Are you passionate about maintaining robust and high-performing infrastructures? Do you thrive in managing complex network environments and ensuring system reliability?
Join our infrastructure team and help us elevate operational excellence to new heights.
As a Site Reliability Engineer at Flowdesk, you will be at the heart of our infrastructure operations, ensuring that our global high-frequency trading platform runs smoothly and efficiently.
Reporting to Flowdesk's Lead of Infrastructure and collaborating closely with the Engineering, Trading, and Data teams, your role is crucial in maintaining and enhancing our systems' reliability and performance
Your mission together with the other members of the infrastructure team will be to
- Monitor and optimize our network infrastructure to ensure peak performance and minimal downtime.
- Implement and manage robust monitoring solutions (using tools like Prometheus and Grafana) that proactively detect and resolve issues.
- Maintain critical infrastructures, ensuring reliability security, scalability, and performance of the company’s essential systems, such as Nats, the ultra-low latency networking stack, cloud infrastructures, data pipelines, and more
- Develop the in-house MPC (Multi-party Computation) infrastructure to ensure reliability and performance.
- Collaborate with the team to design and refine disaster recovery plans that minimize risk and ensure rapid recovery during incidents.
- Engage with Flowdesk's teams to understand their needs and provide technical support and solutions that enhance their operational capabilities.
- Propose and implement system improvements and innovative solutions to enhance performance and reliability.Have a look at our stack here stackshare.io/flowdesk/flowdesk
Requirements
Background and experience
- Fluency in English (French is a plus).
- Proven track record in managing and securing high-availability systems in highly sensitive environments.
- Experience with network and system monitoring tools like Prometheus, Grafana, and similar technologies.
- Strong background in implementing and managing incident response strategies and disaster recovery plans.
- Skilled in system automation and scripting (Python, Bash), with a solid understanding of Kubernetes and cloud services (AWS, GCP).
- Familiarity with DevOps methodologies and tools for CI/CD (FluxCD, GitHub Actions).
- Excellent problem-solving skills, with the ability to communicate complex technical information to non-technical stakeholders.
- Organized and methodical approach to work, with the capability to prioritize urgent tasks and meet deadlines.
- A strong interest in continuous learning and applying new technologies and concepts to improve system performance and reliability.
Join our team and contribute to a resilient and cutting-edge trading infrastructure that supports Flowdesk's growth and innovation in the crypto market!
Benefits
- International environment (English is the main language)
- 50% of transportation costs & a sustainable mobility agreement
- Swile lunch voucher (€9.25 per day, 60% covered)
- 100% Alan Blue covered for you and your children
- Gymlib contribution to gym membership
- Top of the range equipment, Macbook, keyboard, laptop stand, 4K monitor & headphones
- Team events and offsites
- Coming soon, international mobility & lot of other cool benefits!
Are you interested in this job but feel you haven't ticked all the boxes?

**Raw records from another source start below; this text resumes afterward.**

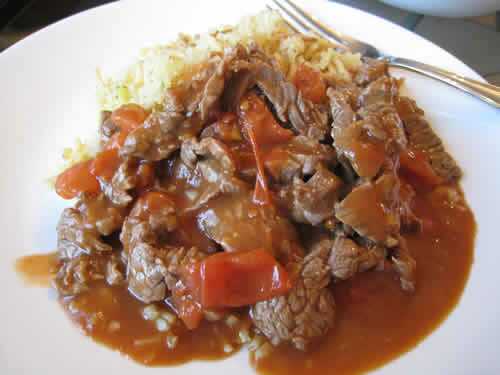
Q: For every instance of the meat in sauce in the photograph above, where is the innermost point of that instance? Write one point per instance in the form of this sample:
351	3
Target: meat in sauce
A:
187	240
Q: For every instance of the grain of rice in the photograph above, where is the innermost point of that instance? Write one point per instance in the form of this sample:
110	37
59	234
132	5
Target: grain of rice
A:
172	341
232	321
169	317
263	351
212	316
162	325
150	312
114	326
244	336
147	341
256	343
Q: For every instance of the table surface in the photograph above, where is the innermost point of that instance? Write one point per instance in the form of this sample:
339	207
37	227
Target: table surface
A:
473	40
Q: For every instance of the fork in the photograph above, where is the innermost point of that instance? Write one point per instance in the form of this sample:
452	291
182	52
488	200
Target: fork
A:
303	22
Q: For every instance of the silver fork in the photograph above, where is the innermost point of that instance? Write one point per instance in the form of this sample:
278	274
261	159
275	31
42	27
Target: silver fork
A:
303	22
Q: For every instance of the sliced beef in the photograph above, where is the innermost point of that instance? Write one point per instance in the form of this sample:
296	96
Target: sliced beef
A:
158	137
236	88
304	116
409	221
209	169
312	202
75	236
76	274
100	213
186	109
153	267
115	269
378	93
236	223
347	258
341	109
125	178
298	158
370	70
307	312
153	271
405	266
372	138
421	137
372	210
107	128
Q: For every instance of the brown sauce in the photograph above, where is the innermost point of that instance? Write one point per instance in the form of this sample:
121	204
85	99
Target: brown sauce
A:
38	269
375	322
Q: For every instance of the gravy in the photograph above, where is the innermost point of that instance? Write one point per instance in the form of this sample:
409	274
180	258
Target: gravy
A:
375	322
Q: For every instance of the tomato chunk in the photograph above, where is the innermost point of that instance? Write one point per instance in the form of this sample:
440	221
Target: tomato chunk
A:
417	169
117	140
262	130
188	309
128	117
76	179
237	279
105	164
309	82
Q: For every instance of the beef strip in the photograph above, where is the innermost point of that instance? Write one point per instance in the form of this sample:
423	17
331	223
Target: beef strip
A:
421	137
208	169
307	312
341	110
373	141
372	210
298	158
75	236
125	179
378	94
312	202
75	275
153	267
186	109
107	128
158	137
100	213
370	70
305	117
236	223
347	258
152	271
405	266
253	67
409	221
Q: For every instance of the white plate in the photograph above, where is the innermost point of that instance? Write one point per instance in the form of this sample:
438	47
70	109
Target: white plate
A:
48	99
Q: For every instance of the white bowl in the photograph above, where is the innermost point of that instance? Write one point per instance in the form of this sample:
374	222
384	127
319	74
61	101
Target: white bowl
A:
447	8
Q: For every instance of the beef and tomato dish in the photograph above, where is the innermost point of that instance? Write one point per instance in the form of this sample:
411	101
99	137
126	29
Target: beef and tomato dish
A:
318	221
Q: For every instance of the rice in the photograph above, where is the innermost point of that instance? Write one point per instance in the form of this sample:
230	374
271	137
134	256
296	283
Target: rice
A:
158	67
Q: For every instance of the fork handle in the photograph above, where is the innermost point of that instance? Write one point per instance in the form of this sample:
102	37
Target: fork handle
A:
484	91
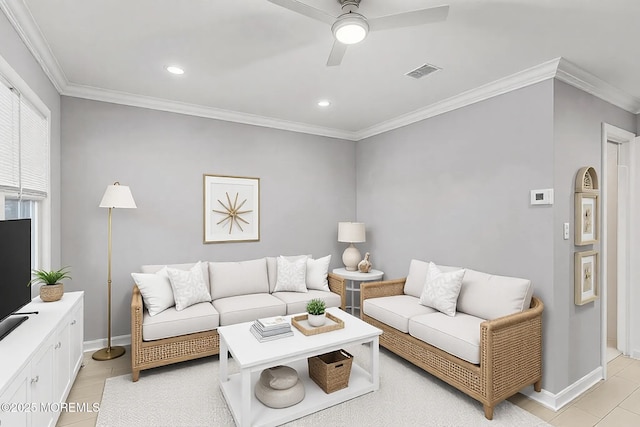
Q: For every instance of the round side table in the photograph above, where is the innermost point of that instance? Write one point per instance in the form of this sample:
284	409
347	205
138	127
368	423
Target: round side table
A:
354	279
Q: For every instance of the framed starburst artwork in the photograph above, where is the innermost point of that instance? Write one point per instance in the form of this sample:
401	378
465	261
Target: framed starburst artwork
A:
231	209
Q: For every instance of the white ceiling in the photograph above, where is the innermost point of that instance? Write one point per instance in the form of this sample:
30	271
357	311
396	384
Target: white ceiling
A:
253	61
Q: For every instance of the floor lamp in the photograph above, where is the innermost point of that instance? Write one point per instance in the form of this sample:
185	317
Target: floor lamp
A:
115	197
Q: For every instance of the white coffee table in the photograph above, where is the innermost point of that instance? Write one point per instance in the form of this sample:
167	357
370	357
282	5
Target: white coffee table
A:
253	356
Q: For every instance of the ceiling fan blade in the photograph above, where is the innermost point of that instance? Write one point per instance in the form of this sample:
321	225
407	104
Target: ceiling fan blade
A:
409	19
305	10
337	53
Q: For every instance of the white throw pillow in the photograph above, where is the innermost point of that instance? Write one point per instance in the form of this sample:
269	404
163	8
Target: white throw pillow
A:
188	287
441	290
156	291
291	275
317	270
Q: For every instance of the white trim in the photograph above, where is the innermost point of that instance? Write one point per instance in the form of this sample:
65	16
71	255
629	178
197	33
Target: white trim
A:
94	345
98	94
20	17
544	71
22	20
617	135
581	79
557	401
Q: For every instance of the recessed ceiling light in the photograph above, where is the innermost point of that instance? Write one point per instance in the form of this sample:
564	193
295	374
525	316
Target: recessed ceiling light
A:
175	70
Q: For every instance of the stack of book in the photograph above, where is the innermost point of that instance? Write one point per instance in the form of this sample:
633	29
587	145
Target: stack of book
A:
271	328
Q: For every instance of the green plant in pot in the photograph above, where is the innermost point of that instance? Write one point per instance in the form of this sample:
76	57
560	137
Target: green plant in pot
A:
315	310
52	288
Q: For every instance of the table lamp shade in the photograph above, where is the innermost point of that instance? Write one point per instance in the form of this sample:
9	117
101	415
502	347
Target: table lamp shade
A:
118	196
351	232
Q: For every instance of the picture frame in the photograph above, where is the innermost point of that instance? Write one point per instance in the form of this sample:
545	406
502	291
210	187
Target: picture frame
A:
231	209
586	277
587	219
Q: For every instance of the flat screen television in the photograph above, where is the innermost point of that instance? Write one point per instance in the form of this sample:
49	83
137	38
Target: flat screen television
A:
15	268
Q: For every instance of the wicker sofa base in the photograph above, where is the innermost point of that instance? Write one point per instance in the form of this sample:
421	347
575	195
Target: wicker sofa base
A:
503	371
151	354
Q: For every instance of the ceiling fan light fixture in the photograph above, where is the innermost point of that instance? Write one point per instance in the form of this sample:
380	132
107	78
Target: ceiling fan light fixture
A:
350	28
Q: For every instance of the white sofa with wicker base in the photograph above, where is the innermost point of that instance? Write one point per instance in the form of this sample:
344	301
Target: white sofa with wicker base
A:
489	346
173	324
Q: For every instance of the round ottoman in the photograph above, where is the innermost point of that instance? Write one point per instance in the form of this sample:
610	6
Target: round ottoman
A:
279	387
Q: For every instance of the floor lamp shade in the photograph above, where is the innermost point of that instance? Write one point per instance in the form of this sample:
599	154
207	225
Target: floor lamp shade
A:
351	232
116	196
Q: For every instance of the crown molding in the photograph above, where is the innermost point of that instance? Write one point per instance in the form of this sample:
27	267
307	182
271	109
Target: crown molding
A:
515	81
22	20
581	79
98	94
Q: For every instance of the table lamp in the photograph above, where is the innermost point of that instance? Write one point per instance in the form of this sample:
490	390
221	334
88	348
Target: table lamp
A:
351	232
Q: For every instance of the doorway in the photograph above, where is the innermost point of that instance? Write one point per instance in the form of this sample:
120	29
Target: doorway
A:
614	169
618	165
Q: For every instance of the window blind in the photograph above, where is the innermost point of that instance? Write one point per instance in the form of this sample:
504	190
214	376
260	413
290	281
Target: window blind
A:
24	146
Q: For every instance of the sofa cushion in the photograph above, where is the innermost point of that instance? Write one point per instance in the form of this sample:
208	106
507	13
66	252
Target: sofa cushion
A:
297	302
441	289
245	308
459	335
272	268
156	291
396	310
154	268
317	272
418	274
172	323
489	297
238	278
291	275
189	287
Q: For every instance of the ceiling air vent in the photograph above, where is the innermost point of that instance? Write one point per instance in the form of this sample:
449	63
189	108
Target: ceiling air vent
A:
422	71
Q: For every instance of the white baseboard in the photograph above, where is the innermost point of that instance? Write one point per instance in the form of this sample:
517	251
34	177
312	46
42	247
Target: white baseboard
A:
102	343
556	401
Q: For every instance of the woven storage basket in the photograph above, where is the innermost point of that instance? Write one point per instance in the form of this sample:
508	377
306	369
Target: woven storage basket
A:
50	293
331	370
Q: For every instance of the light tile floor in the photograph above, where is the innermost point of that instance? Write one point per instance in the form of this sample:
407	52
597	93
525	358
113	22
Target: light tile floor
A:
611	403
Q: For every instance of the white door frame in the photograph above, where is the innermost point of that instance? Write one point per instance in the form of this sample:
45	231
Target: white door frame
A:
626	222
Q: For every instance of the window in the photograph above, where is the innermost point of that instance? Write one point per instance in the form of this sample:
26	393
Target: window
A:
24	160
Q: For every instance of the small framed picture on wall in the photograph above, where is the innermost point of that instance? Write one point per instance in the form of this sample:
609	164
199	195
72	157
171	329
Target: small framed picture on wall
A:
586	277
586	218
231	209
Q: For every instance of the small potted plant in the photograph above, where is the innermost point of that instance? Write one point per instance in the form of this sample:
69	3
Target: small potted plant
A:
52	288
315	309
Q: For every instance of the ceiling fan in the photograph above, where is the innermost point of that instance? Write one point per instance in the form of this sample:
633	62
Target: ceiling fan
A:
351	27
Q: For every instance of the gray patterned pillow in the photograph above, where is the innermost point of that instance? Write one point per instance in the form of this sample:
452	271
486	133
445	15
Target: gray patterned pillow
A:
189	287
441	290
291	275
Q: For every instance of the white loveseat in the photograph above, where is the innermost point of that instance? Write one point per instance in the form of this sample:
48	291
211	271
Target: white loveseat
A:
171	324
490	348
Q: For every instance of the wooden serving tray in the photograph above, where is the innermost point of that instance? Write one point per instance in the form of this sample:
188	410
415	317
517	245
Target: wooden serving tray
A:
302	324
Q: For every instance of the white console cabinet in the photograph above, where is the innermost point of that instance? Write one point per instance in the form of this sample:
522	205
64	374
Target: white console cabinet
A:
39	361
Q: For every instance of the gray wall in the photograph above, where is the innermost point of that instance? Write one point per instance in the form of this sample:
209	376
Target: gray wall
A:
306	186
13	50
578	119
454	189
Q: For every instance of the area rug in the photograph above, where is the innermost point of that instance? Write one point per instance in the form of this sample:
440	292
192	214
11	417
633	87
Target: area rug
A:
188	395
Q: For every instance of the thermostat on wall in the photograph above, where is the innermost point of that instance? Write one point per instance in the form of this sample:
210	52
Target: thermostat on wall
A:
542	197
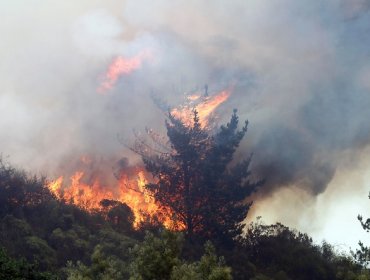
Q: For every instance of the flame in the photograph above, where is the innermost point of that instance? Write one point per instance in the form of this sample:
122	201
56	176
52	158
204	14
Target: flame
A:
205	107
119	67
130	191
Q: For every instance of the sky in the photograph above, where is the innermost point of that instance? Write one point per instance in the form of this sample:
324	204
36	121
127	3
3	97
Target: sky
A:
299	72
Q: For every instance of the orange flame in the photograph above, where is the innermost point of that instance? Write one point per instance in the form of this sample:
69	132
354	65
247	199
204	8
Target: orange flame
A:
119	67
129	191
205	107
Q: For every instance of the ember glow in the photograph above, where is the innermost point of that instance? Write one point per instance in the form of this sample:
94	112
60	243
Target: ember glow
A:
205	106
119	67
128	189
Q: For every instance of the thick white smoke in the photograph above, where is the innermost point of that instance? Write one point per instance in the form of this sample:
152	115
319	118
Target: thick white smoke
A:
299	71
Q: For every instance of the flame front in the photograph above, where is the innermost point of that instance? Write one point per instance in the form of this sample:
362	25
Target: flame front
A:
130	191
205	106
119	67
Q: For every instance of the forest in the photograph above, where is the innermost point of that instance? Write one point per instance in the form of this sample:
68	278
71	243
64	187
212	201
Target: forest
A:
201	188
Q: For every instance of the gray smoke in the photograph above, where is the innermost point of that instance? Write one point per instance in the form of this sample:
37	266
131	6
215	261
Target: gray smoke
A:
300	73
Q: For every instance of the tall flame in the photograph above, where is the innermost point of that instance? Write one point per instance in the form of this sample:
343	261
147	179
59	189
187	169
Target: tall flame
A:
119	67
205	106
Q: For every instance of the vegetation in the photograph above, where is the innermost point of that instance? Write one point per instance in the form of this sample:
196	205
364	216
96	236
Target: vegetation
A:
197	179
42	237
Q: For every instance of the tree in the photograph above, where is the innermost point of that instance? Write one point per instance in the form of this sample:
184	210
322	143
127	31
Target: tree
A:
159	258
197	179
362	254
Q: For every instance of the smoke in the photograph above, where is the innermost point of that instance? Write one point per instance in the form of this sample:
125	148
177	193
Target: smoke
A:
299	70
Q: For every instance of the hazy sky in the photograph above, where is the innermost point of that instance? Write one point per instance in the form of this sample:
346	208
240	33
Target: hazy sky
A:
300	72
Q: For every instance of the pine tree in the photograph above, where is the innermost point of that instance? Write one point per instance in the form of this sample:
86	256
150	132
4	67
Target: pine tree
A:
198	180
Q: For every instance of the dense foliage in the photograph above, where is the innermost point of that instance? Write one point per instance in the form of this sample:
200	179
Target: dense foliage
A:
199	181
42	237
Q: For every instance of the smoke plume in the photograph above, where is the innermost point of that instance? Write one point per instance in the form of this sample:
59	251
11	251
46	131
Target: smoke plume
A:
299	71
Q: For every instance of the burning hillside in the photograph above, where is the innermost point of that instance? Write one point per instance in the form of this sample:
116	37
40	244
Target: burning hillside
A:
86	188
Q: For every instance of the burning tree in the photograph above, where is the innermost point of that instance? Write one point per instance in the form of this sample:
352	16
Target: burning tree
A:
195	177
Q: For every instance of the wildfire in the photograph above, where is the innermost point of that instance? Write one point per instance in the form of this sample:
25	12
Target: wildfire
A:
119	67
205	106
128	190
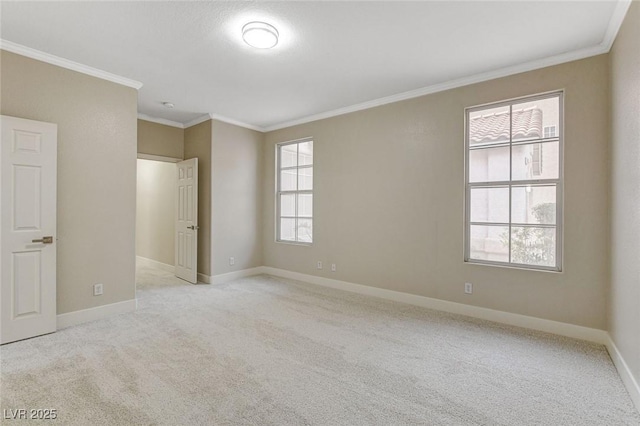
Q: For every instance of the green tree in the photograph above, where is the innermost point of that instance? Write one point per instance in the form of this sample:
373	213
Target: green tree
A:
534	246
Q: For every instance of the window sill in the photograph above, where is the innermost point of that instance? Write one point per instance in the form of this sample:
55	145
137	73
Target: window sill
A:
552	269
294	243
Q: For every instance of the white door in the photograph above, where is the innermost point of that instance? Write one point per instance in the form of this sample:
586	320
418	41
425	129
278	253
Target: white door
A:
27	228
187	221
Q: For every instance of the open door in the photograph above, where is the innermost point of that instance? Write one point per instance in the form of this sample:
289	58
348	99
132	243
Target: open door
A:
28	158
187	220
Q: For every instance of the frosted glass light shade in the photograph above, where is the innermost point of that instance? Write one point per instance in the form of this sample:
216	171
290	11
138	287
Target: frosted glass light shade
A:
260	35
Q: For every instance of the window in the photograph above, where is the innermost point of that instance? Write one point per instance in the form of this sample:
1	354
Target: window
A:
295	192
513	177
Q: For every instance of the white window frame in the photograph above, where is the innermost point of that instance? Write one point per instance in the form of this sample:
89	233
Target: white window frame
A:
559	182
296	192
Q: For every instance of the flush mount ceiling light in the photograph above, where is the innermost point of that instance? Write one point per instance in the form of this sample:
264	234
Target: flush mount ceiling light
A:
260	35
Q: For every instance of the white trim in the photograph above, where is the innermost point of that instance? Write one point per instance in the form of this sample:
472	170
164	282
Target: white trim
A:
236	122
198	120
202	278
157	120
143	156
155	264
10	46
213	116
555	327
626	375
622	6
448	85
99	312
230	276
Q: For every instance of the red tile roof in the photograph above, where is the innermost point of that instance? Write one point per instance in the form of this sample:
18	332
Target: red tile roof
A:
527	124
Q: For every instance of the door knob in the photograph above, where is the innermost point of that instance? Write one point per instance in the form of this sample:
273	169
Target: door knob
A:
44	240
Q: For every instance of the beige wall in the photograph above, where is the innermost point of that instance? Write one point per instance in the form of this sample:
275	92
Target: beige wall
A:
389	194
155	213
159	139
197	143
237	198
96	174
624	306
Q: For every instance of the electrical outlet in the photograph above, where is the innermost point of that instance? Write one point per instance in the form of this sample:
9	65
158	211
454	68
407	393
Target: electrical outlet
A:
97	289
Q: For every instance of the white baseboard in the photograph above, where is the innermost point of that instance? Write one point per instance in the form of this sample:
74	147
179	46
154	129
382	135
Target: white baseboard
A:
92	314
202	278
230	276
555	327
629	381
155	264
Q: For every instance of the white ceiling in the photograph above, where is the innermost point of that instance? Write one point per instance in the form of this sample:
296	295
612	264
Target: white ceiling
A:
332	57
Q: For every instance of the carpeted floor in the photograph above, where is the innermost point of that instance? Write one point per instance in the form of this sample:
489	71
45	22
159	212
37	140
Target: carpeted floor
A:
267	351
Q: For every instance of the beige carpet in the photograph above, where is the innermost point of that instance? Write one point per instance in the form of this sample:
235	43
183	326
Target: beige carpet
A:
266	351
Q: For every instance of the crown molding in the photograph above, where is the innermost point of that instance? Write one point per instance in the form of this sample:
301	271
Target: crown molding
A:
448	85
236	122
617	18
198	120
620	11
12	47
164	121
212	116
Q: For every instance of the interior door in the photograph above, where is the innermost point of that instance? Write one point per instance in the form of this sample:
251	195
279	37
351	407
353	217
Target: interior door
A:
28	156
187	220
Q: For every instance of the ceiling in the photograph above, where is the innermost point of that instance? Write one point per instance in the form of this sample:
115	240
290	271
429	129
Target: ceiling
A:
333	57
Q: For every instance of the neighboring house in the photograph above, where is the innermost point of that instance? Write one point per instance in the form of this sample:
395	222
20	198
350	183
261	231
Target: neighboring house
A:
489	136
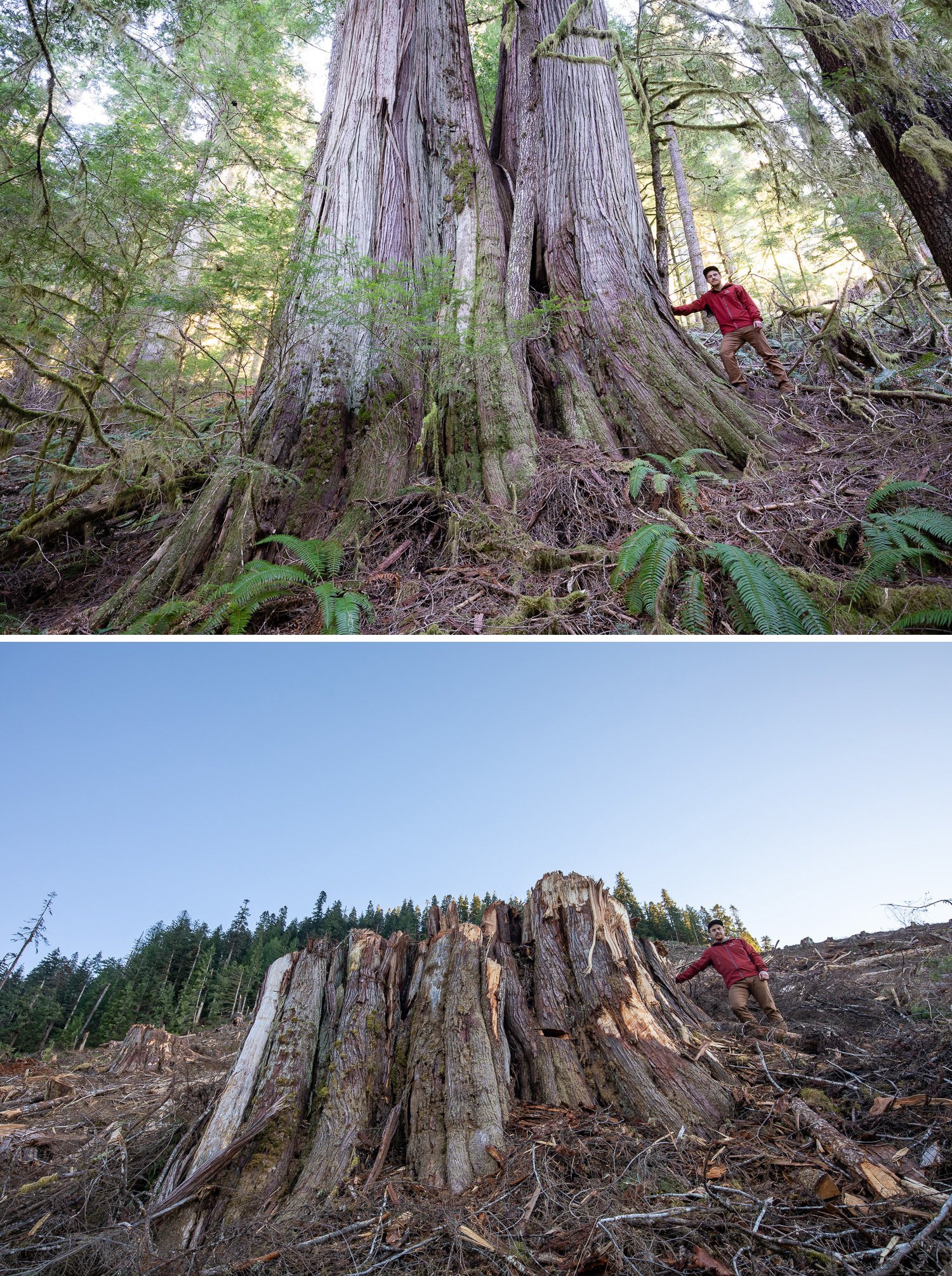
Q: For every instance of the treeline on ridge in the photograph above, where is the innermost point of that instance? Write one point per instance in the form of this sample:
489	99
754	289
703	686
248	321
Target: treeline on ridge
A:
185	975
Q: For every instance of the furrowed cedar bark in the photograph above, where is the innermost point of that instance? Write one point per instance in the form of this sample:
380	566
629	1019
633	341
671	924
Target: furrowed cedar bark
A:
899	93
401	176
420	1049
621	371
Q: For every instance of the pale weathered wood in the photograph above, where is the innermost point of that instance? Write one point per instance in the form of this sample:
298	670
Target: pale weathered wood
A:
591	981
244	1075
418	1051
145	1049
356	1093
458	1098
285	1079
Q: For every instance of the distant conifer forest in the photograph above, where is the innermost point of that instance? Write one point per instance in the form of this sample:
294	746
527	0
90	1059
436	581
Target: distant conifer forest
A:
185	975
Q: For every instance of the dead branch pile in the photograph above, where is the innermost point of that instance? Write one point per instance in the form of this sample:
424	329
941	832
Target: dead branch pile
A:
838	1157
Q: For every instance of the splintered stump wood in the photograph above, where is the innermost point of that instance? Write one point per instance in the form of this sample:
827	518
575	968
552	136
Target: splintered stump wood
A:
377	1049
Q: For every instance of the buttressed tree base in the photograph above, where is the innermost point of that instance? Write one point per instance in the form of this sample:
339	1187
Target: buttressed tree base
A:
383	1048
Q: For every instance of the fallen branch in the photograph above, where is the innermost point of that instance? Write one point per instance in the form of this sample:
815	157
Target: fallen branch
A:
909	1246
277	1253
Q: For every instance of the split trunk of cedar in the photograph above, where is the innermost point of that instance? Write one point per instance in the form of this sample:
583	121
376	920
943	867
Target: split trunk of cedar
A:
402	175
423	1048
899	95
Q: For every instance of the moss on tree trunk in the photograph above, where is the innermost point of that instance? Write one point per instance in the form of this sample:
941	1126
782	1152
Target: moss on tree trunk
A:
424	1047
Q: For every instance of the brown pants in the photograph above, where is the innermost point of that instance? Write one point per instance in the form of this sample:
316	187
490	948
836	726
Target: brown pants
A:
732	343
757	988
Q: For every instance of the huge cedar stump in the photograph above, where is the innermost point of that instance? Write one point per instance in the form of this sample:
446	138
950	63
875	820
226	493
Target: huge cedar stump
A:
418	1049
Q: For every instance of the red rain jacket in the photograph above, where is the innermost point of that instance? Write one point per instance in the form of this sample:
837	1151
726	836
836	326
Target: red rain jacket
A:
733	960
733	308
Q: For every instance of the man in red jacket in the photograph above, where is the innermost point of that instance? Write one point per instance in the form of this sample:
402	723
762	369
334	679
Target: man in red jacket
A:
742	970
741	322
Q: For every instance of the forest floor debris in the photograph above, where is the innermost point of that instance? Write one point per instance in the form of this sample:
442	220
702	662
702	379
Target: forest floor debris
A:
442	563
434	562
839	1155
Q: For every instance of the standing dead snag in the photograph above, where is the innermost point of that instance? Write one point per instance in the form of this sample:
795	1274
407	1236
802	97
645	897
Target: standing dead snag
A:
560	1006
458	1073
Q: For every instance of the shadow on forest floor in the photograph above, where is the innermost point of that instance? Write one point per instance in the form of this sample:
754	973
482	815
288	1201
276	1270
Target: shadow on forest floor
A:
433	562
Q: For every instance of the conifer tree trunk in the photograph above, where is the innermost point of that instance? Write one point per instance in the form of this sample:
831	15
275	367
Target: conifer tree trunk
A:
899	95
818	138
621	373
691	231
424	1047
401	175
658	184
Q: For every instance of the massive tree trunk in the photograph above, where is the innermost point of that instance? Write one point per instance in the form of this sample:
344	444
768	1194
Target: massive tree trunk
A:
402	175
416	1052
899	95
619	370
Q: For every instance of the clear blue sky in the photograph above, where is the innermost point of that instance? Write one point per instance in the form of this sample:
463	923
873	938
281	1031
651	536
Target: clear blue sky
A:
804	783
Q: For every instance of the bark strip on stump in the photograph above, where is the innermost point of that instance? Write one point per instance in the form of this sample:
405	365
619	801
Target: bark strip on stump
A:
419	1049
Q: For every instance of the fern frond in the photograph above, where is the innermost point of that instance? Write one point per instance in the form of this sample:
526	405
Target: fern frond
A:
162	619
638	474
326	594
635	549
738	613
651	575
694	613
797	599
688	491
347	613
933	522
923	620
265	582
322	559
887	490
755	590
774	601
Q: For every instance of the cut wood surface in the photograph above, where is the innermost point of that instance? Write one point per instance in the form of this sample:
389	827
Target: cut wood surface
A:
376	1047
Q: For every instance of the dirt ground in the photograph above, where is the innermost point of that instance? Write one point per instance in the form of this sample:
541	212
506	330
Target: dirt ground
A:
434	562
867	1066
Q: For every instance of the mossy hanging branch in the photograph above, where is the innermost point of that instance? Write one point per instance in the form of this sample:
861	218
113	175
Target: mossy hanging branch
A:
550	45
880	51
68	385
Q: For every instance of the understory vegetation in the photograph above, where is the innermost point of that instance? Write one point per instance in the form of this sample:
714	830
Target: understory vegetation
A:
155	171
185	975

Don't hesitate to apply and tell us in the cover letter section why we should meet!
Here's what you can expect if you apply
- HR Call with the Tech Talent Acquisition (30')
- Technical round with the Lead of the Infrastructure team (60’)
- Technical interview with the Head of the Infrastructure department (60’)
- Culture fit with the Lead Talent Acquisition (30')
On the agenda, discussions rather than trick questions! These moments of exchange will allow you to understand how Flowdesk works and its values. But they are also (and above all) an opportunity for you to present your career path and your expectations for your next job!